Greg Sargent has two tremendous overviews today: the first an overview of the upcoming budget wars, and the second on immigration.
Both posts, especially combined with this sobering, smart take from Chait on the Dems' small chances of taking the House in 2014, reinforce something I've been saying for quite some time now: Republicans are mostly electorally immune to their extremism for the next long while. To be sure, the Republican Party faces increasingly long odds in Presidential elections, and the 2020 census may be devastating blow in the 2022 elections after the current wildly gerrymandered lines are replaced. But for most Republican legislators staring down the next few election cycles, the biggest threats still come from the right rather than the left or the middle. Extremism, in short, will be rewarded.
You can post this article again in 2015, 2017, and 2019 too. It'll be equally valid. We screwed ourselves over for a decade...unless...and this is a huge unless, we get out there in record numbers to vote. All liberals.
The only way to get rid of extremist Republicans in the House is to vote them out. But if you have a Republican for a Representative, odds are better than 95% they will win re-election. And if your reaction is "well, I'm going to stay home" then that 95% becomes 100%, and then they win the Senate too.
Literally, your choice.
Dude, drones! And the NSA!
ReplyDeleteI can't not-vote for Obama a third time, so staying home in '14 is the only way I have to burnish my progressive credentials.

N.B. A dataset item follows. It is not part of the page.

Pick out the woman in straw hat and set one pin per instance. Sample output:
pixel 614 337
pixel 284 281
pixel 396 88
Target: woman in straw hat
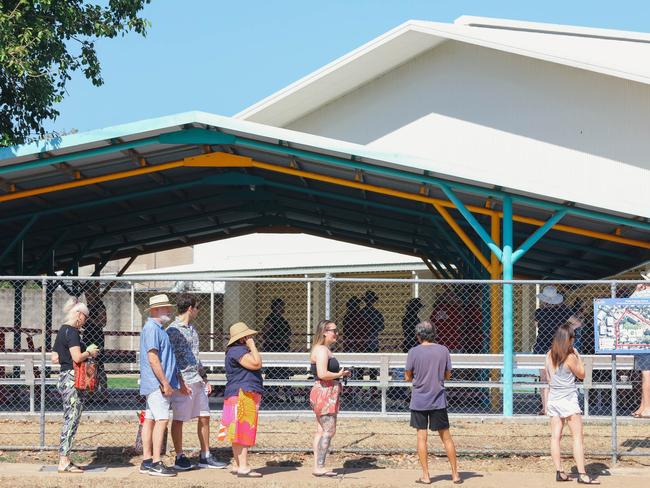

Running strong campaigns is the best way. There's no excuse for this shit. Gerrymandering talk is impotent whining. Nobody wants to hear that. What they want to hear is what you're going to do about it. I'm tired of blaming others for our fuckups. There should have been no tea Billie winning any district that Obama won in 2012. That tells me people are running shitty campaigns. It's time to stop acting so damn weak.